Bis 28. Februar 2016 zeigt das NS-Dokumentationszentrum München seine neue Sonderausstellung „Der Warschauer Aufstand 1944“. (Foto: BK/dia)
NS-Dokumentationszentrum

Symbolischer Ort für Sonderausstellung

Ab heute zeigt das NS-Dokumentationszentrum in München seine neue und nach seiner Eröffnung im Mai dieses Jahres nunmehr zweite Sonderausstellung. Diese widmet sich dem Warschauer Aufstand von 1944 und soll damit an eines der schlimmsten Kriegsverbrechen des 20. Jahrhunderts erinnern.

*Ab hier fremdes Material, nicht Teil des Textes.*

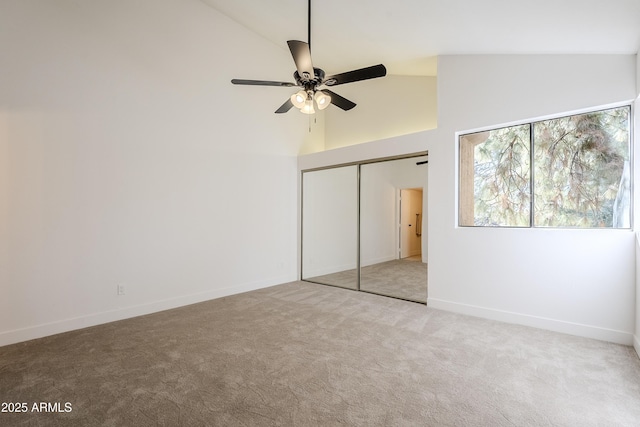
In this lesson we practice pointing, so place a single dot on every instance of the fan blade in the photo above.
(302, 57)
(372, 72)
(338, 100)
(261, 83)
(285, 107)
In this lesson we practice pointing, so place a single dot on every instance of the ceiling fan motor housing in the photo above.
(307, 82)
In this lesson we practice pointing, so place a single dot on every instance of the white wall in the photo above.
(127, 157)
(636, 341)
(386, 107)
(574, 281)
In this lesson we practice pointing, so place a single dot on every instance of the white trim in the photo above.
(57, 327)
(588, 331)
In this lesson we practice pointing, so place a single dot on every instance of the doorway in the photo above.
(410, 224)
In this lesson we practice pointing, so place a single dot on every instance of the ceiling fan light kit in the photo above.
(311, 80)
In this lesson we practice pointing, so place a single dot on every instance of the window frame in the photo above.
(465, 173)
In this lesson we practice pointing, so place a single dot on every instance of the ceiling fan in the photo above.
(311, 79)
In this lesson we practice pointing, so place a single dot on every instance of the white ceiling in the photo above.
(406, 35)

Im Dezember 1931 hatte Warschau 1.171.898 Millionen Einwohner, am 1. August 1944 zählte Warschau noch etwas mehr als 900.000 Einwohner, nach 1945 waren es zwischenzeitlich nur noch knapp 1.000. Diese Zahlen macht in erschreckender Weise die neue Sonderausstellung des NS-Dokumentationszentrums München zum Warschauer Aufstand 1944 deutlich. Was zwischen 1931 und 1945 lag, war die Zerstörung der einstigen pulsierenden Metropole und Hauptstadt Polens durch die Nationalsozialisten sowie indirekt auch durch die Repressalien durch das stalinistische Sowjet-Regime. Ums Leben, und wenn nicht ums Leben, dann um ihre Heimat gebracht, wurden dabei die meisten Warschauer durch Besatzungsterror, Ghettoisierung, Vertreibungen sowie Niederschlagungen von Aufständen – zuletzt und am folgenschwersten des Warschauer Aufstands von 1944, nach dem die Stadt komplett in Schutt und Asche lag. Insgesamt lagen nach der Niederschlagung des Warschauer Aufstands durch die Nationalsozialisten alle Brücken sowie 80 Prozent der Gebäude in Trümmern. Keine andere europäische Stadt wurde während des Zweiten Weltkriegs derart zerstört.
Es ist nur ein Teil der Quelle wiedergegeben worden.